- 90% of Bitcoin ETF inflows are still from retail investors, according to VanEck CEO Jan van Eck
- VanEck’s CEO believes convenience, safety, and affordability are major reasons investors prefer Bitcoin ETFs over directly buying and managing BTC themselves
- Jan van Eck says his firm views Bitcoin as complementing gold as a store of value in investment portfolios
The launch of Bitcoin exchange-traded funds (ETFs) in 2024 has attracted significant investment, but the money has come almost exclusively from retail investors rather than institutions according to Jan van Eck, CEO of investment management firm VanEck.
Inflows Exceeding Expectations
Speaking at Paris Blockchain Week, van Eck said the initial success of Bitcoin ETFs, which have seen billions in inflows on some days since launching, surpassed his expectations. However, he believes these inflows have not yet been significantly influenced by traditional finance (TradFi) players.
The Bitcoin Whales Stay Away
“I was surprised, but I don’t think it’s traditional investors yet. I still think 90% of the flows are retail,” said van Eck. “You’ve had some Bitcoin whales and some other institutions move some assets in, but they were already exposed to Bitcoin.”
No Bank Approvals Yet
The CEO added that no major US banks have officially approved or allowed their financial advisors to recommend Bitcoin to clients so far.
A Month Until Institutional Entry?
Van Eck said the next month could potentially see some major institutional investments from banks and traditional firms, but the landscape remains in its infancy. “There’s a lot of maturation to happen. A lot of technology will be developed on-chain, so there’s a long way to go,” he stated.
The Benefits of Bitcoin ETFs
When asked why investors would prefer a Bitcoin ETF over purchasing and managing BTC directly, van Eck highlighted convenience as a major factor. Investors want fund managers to handle entire portfolios.
“Convenience, safety and affordability. You had 2% spreads on many centralized exchange platforms like Coinbase. We have single-digit spreads for the ETFs and no fees or low fees. It’s easier just to do a ‘buy’ ticket than anything else,” he explained.
Following in His Father’s Footsteps
VanEck was founded in 1955 by John van Eck, who started the first gold fund in the US in 1968. Jan van Eck said his father’s fund boomed as inflation soared in the 1970s.

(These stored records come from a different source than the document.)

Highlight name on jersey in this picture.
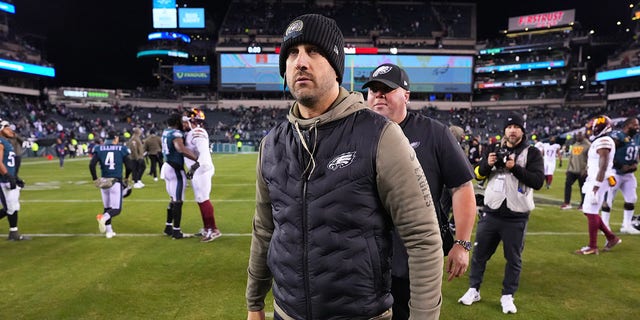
[100,145,122,151]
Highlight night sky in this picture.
[10,0,630,89]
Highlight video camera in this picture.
[495,147,511,168]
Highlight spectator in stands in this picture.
[363,63,476,319]
[560,131,591,210]
[246,14,447,320]
[601,117,640,234]
[458,113,544,313]
[144,129,162,181]
[575,115,622,255]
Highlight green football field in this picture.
[0,154,640,320]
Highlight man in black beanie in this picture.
[458,113,544,313]
[246,14,443,320]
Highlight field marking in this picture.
[24,231,587,238]
[20,199,256,203]
[23,232,251,239]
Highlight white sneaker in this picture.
[620,227,640,234]
[96,214,109,233]
[458,288,480,306]
[500,294,518,314]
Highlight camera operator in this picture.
[458,113,544,313]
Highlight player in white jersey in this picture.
[576,116,622,255]
[542,137,562,189]
[182,108,222,242]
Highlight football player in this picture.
[602,117,640,234]
[89,132,131,239]
[160,113,199,239]
[575,115,622,255]
[542,137,562,189]
[0,121,31,241]
[182,108,222,242]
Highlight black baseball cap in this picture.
[362,63,409,90]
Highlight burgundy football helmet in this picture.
[586,115,613,141]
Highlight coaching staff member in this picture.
[458,113,545,313]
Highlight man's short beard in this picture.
[293,94,319,107]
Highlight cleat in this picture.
[560,203,573,210]
[200,229,222,242]
[193,228,207,237]
[96,214,107,233]
[603,237,622,251]
[171,229,193,239]
[458,288,481,306]
[500,294,518,314]
[575,246,600,256]
[620,227,640,234]
[7,231,31,241]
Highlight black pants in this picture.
[469,212,529,295]
[133,159,147,181]
[564,171,587,206]
[149,154,162,178]
[391,277,411,320]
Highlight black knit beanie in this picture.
[280,14,344,84]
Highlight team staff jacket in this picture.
[392,112,474,278]
[246,88,443,319]
[476,135,544,219]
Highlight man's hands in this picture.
[447,245,469,281]
[187,161,200,180]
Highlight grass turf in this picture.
[0,154,640,319]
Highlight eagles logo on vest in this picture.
[327,151,356,171]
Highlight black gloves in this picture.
[5,174,18,190]
[187,161,200,180]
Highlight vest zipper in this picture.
[302,179,313,319]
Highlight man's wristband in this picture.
[453,239,473,251]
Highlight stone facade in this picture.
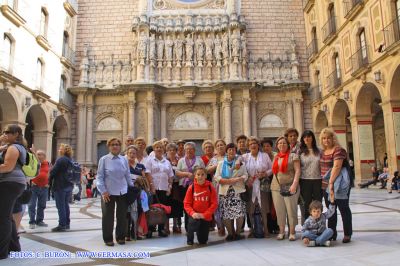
[304,0,400,181]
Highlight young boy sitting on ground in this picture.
[183,167,218,245]
[301,200,335,247]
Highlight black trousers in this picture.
[101,194,128,243]
[324,189,353,239]
[187,217,210,244]
[0,182,25,259]
[300,179,322,219]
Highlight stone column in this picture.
[251,95,258,136]
[161,103,167,138]
[213,102,220,141]
[242,98,251,136]
[223,89,232,143]
[286,100,294,128]
[146,90,155,145]
[294,99,304,135]
[128,100,136,137]
[76,92,86,164]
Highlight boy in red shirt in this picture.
[183,167,218,245]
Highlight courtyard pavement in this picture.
[0,186,400,266]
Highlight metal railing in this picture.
[343,0,364,17]
[383,17,400,50]
[328,69,342,90]
[62,46,75,65]
[322,17,336,42]
[350,45,369,73]
[307,39,318,59]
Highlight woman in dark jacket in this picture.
[49,144,74,232]
[0,125,26,259]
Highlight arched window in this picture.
[40,7,49,38]
[36,58,44,90]
[2,34,13,72]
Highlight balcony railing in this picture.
[343,0,364,18]
[351,45,370,75]
[328,70,342,90]
[307,39,318,60]
[383,17,400,50]
[322,17,336,42]
[62,46,75,65]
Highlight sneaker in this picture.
[51,226,65,232]
[307,240,316,247]
[36,222,48,227]
[322,240,331,247]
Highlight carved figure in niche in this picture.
[138,32,147,59]
[222,32,229,59]
[196,35,204,61]
[214,35,222,60]
[206,34,214,61]
[157,35,164,61]
[165,35,174,61]
[185,34,194,61]
[240,33,247,58]
[175,36,183,61]
[149,34,156,60]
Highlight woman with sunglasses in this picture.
[0,125,26,259]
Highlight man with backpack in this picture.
[28,150,51,229]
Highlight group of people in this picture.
[97,128,353,246]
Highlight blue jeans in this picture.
[301,228,333,246]
[28,185,48,224]
[54,186,72,227]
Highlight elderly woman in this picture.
[49,144,73,232]
[271,137,300,241]
[242,137,272,237]
[175,142,204,231]
[214,143,247,241]
[97,138,133,246]
[125,145,146,241]
[0,125,26,259]
[146,141,174,238]
[300,130,322,219]
[167,143,185,234]
[319,128,353,243]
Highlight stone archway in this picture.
[332,100,354,157]
[24,104,49,154]
[0,90,18,132]
[51,116,71,162]
[352,83,386,178]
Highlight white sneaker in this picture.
[307,240,315,247]
[322,240,331,247]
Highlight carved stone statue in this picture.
[165,35,174,61]
[214,35,222,60]
[174,36,183,61]
[196,35,204,61]
[157,35,164,61]
[206,34,214,61]
[149,34,156,60]
[222,32,229,59]
[185,35,194,61]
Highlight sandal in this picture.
[276,233,285,240]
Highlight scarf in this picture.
[221,156,236,179]
[272,150,290,175]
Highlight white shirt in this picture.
[145,157,174,191]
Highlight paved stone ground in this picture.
[0,187,400,266]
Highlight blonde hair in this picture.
[319,127,340,149]
[60,143,74,157]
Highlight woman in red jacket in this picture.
[183,167,218,245]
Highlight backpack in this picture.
[65,160,82,185]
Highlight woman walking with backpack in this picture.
[0,125,26,259]
[49,144,74,232]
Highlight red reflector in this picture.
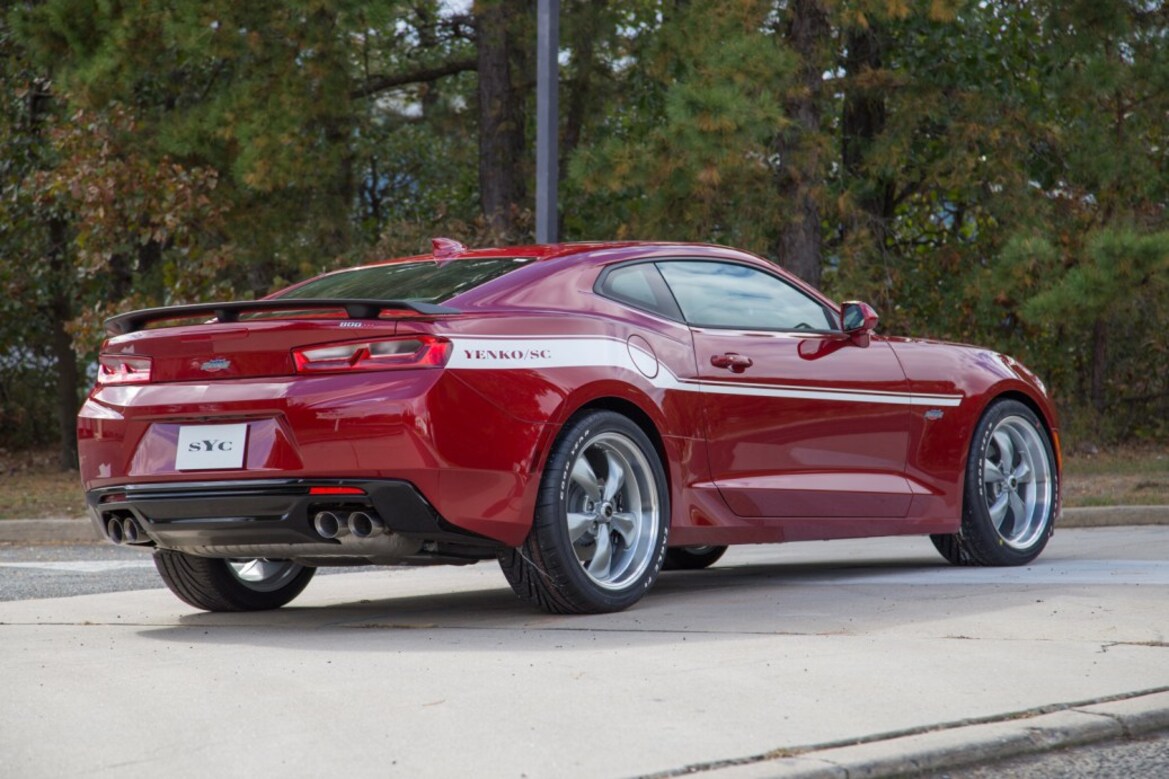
[309,487,365,495]
[292,333,451,373]
[97,354,151,384]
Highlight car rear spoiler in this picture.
[105,298,462,336]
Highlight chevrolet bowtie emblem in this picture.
[199,357,231,373]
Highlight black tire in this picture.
[499,411,670,614]
[929,400,1059,565]
[662,546,727,571]
[154,549,317,612]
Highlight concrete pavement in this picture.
[0,505,1169,544]
[0,526,1169,779]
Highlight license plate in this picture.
[174,422,248,470]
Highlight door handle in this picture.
[711,352,754,373]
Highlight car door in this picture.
[658,260,912,518]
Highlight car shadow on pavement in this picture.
[132,559,992,650]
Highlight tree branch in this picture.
[350,57,479,99]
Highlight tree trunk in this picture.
[48,219,78,470]
[1092,319,1108,414]
[475,0,527,240]
[774,0,830,285]
[841,21,895,251]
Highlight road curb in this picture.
[1056,505,1169,529]
[0,505,1169,544]
[692,691,1169,779]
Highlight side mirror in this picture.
[841,301,879,346]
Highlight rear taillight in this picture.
[292,336,451,373]
[97,354,151,384]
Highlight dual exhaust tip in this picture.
[312,511,386,539]
[105,517,151,544]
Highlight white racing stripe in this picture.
[447,336,962,407]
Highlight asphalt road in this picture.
[934,733,1169,779]
[0,526,1169,779]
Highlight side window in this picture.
[658,260,837,330]
[596,262,682,319]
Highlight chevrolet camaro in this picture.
[77,239,1060,613]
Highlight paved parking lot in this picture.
[0,526,1169,777]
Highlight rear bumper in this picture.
[85,478,502,564]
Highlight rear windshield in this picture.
[278,257,528,303]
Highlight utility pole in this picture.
[535,0,560,243]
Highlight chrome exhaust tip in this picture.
[122,517,145,544]
[312,511,350,539]
[350,511,386,538]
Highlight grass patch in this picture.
[1064,447,1169,506]
[0,451,85,519]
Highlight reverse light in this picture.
[97,354,151,384]
[292,336,451,373]
[309,487,365,495]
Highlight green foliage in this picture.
[0,0,1169,449]
[566,0,793,250]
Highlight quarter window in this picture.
[657,260,837,330]
[597,262,682,319]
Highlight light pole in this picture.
[535,0,560,243]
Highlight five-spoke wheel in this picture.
[499,411,670,613]
[931,400,1059,565]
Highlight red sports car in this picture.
[77,239,1060,612]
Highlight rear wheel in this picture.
[154,549,317,612]
[499,411,670,614]
[929,400,1059,565]
[662,546,727,571]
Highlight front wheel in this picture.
[154,549,317,612]
[929,400,1059,565]
[499,411,670,614]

Ever on the Lookout for New Assets
Van Eck said his tendency to be a “paranoid” business person has kept him alert to any emerging assets that could rival gold. In 2017, the firm recognized Bitcoin’s potential to complement gold in portfolios.
Political and Technological Trends Drive Markets
According to van Eck, his firm’s big picture approach recognizes that political, economic, and technological trends drive financial markets. Bitcoin became the first emerging asset since the 2010s that warranted attention.

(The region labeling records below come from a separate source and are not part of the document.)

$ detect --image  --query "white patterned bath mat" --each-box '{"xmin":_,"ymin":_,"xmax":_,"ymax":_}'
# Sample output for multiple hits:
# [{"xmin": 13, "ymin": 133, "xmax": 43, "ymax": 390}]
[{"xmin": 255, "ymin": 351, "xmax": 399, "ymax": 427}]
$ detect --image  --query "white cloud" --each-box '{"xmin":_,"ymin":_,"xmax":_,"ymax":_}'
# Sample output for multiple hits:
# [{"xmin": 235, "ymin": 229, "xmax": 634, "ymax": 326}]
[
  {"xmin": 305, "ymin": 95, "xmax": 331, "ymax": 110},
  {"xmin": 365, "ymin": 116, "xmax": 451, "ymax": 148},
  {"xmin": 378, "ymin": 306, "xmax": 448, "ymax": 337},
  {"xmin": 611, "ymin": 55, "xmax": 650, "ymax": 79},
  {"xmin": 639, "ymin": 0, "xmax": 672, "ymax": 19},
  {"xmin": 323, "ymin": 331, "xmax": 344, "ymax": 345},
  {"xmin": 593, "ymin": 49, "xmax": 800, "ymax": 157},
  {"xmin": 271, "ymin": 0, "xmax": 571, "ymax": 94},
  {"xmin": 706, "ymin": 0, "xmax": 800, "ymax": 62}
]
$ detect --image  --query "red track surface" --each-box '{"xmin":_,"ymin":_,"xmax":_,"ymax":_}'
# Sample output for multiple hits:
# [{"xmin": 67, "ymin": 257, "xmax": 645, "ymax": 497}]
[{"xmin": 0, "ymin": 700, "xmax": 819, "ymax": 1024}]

Bitcoin as a Store of Value
“I’m not like super in love with [Bitcoin] or anything, I just think that at times you really want to have a store of value in your portfolio. And that’s what I care about – people’s investment savings,” said van Eck. He argues Bitcoin may be a better store of value than gold today.

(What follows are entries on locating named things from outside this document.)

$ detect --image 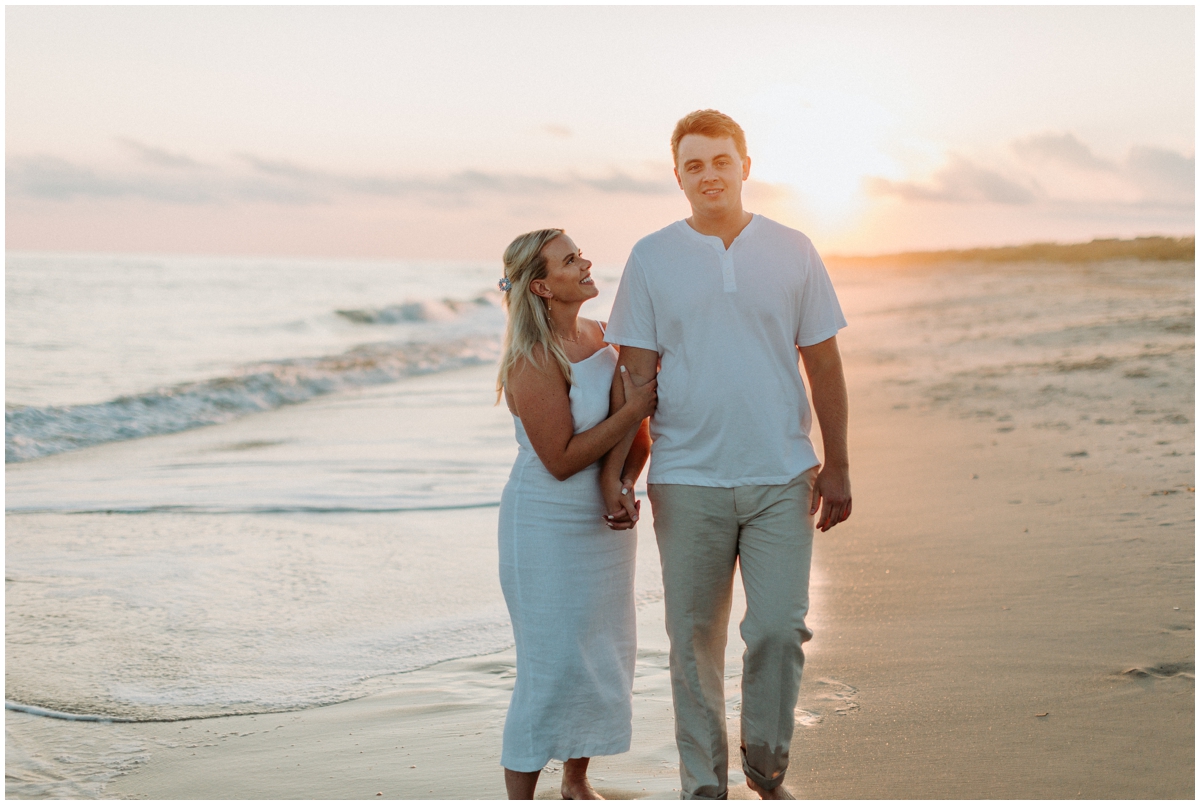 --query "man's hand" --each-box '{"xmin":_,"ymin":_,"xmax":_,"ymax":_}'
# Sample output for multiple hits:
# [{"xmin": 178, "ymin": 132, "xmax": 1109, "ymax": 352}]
[
  {"xmin": 809, "ymin": 465, "xmax": 852, "ymax": 531},
  {"xmin": 600, "ymin": 477, "xmax": 642, "ymax": 531}
]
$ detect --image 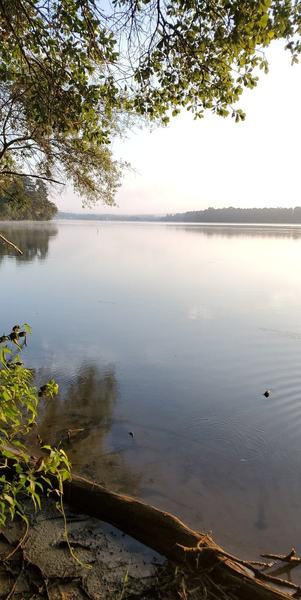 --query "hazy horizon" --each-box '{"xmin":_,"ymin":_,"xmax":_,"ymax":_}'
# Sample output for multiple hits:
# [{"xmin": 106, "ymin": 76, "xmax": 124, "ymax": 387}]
[{"xmin": 52, "ymin": 43, "xmax": 301, "ymax": 215}]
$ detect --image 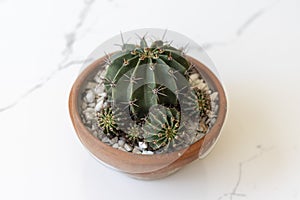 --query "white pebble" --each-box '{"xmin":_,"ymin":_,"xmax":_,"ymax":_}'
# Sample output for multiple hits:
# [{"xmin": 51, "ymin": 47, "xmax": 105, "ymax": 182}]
[
  {"xmin": 124, "ymin": 143, "xmax": 132, "ymax": 151},
  {"xmin": 82, "ymin": 108, "xmax": 96, "ymax": 121},
  {"xmin": 109, "ymin": 137, "xmax": 118, "ymax": 144},
  {"xmin": 118, "ymin": 140, "xmax": 125, "ymax": 147},
  {"xmin": 119, "ymin": 147, "xmax": 126, "ymax": 151},
  {"xmin": 190, "ymin": 73, "xmax": 199, "ymax": 81},
  {"xmin": 210, "ymin": 118, "xmax": 216, "ymax": 124},
  {"xmin": 95, "ymin": 100, "xmax": 103, "ymax": 111},
  {"xmin": 210, "ymin": 92, "xmax": 218, "ymax": 101},
  {"xmin": 102, "ymin": 136, "xmax": 109, "ymax": 143},
  {"xmin": 94, "ymin": 84, "xmax": 104, "ymax": 94},
  {"xmin": 81, "ymin": 102, "xmax": 87, "ymax": 110},
  {"xmin": 132, "ymin": 147, "xmax": 142, "ymax": 154},
  {"xmin": 93, "ymin": 131, "xmax": 98, "ymax": 137},
  {"xmin": 99, "ymin": 92, "xmax": 107, "ymax": 97},
  {"xmin": 86, "ymin": 82, "xmax": 97, "ymax": 89},
  {"xmin": 88, "ymin": 103, "xmax": 96, "ymax": 108}
]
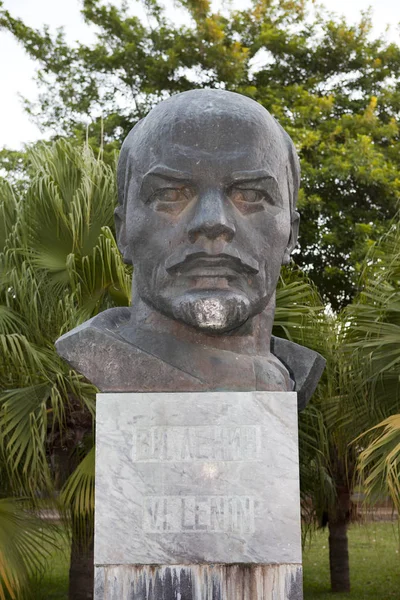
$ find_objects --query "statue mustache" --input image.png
[165,249,260,274]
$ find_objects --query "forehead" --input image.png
[125,99,287,179]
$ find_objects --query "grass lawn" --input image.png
[34,523,400,600]
[303,523,400,600]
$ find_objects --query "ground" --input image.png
[34,522,400,600]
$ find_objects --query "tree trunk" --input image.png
[68,527,94,600]
[328,486,350,592]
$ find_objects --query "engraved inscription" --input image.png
[132,425,261,462]
[143,496,254,533]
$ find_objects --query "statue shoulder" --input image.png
[55,307,205,392]
[271,336,326,410]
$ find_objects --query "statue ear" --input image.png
[282,210,300,265]
[114,206,132,265]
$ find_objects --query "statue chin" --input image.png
[172,292,251,333]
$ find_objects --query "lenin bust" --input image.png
[56,90,324,408]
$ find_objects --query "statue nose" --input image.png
[188,190,235,243]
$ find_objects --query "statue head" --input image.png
[116,90,300,333]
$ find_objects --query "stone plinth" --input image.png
[95,392,302,600]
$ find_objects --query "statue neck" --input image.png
[129,285,275,356]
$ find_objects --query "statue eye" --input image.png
[153,187,192,202]
[230,188,265,204]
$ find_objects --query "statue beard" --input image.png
[171,291,251,333]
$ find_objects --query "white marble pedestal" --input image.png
[95,392,302,600]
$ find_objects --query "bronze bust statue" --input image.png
[56,90,324,407]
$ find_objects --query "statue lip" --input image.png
[165,252,259,277]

Don’t Overstate the ETF Impact
While Bitcoin’s appreciation in 2022 has been linked to the launch of ETFs, van Eck cautions against overstating their impact. “The Bitcoin market is more global and much deeper than just being influenced by the ETFs,” he remarked.
Global Markets at Play
Van Eck pointed to a sharp BTC price rise in early April that occurred outside US trading hours, indicating the influence of Asian markets. The ETF impact should therefore not be overemphasized.